Cybersecurity has become a growing concern for businesses of all sizes, as the frequency and severity of cyber attacks continue to increase. In response, insurance companies have begun offering cybersecurity insurance policies to help mitigate the financial impact of a data breach or cyber attack. However, changes in state and federal regulations are now affecting the landscape for cybersecurity insurance and claims.
One major change is the implementation of state data breach notification laws, which require businesses to notify individuals and/or the state attorney general in the event of a data breach. These laws vary from state to state, but they generally require businesses to notify affected individuals and/or the state attorney general within a certain timeframe, typically 30 to 60 days, after a data breach has occurred. This can have a significant impact on cybersecurity insurance claims, as businesses may be required to notify individuals and/or the state attorney general before they can file a claim with their insurance provider.

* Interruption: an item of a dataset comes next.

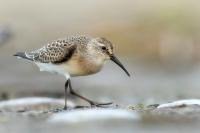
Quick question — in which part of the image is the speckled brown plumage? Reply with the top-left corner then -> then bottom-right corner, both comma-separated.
26,36 -> 90,63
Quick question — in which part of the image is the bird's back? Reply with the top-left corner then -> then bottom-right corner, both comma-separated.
15,35 -> 91,63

Another change that is affecting the landscape for cybersecurity insurance and claims is the European Union’s General Data Protection Regulation (GDPR). The GDPR, which went into effect in May 2018, applies to any company that processes personal data of EU citizens, regardless of where the company is located. The GDPR requires companies to have appropriate security measures in place to protect personal data, and it also gives individuals more rights and control over their personal data. The GDPR also has significant fines for companies that fail to comply with the regulation, which can have a big impact on cybersecurity insurance claims.
The Federal government also is enacting regulations, such as The Cybersecurity Information Sharing Act (CISA), which signed into law in December 2015, encourages the sharing of information about cybersecurity threats between the government and private sector. This act is intended to improve the overall cybersecurity of the U.S. by providing a legal framework for sharing information about cyber threats and vulnerabilities, and also it provides some protection for companies that share information with the government.
Don’t get caught unprotected. Changes in state and federal regulations are affecting the landscape for cybersecurity insurance and claims. Businesses should be aware of these changes and take steps to ensure they are in compliance with state and federal regulations, as non-compliance can have a significant impact on their ability to file a cybersecurity insurance claim. It is also important for businesses to review their cybersecurity insurance policies to ensure they are properly protected in the event of a data breach or cyber attack.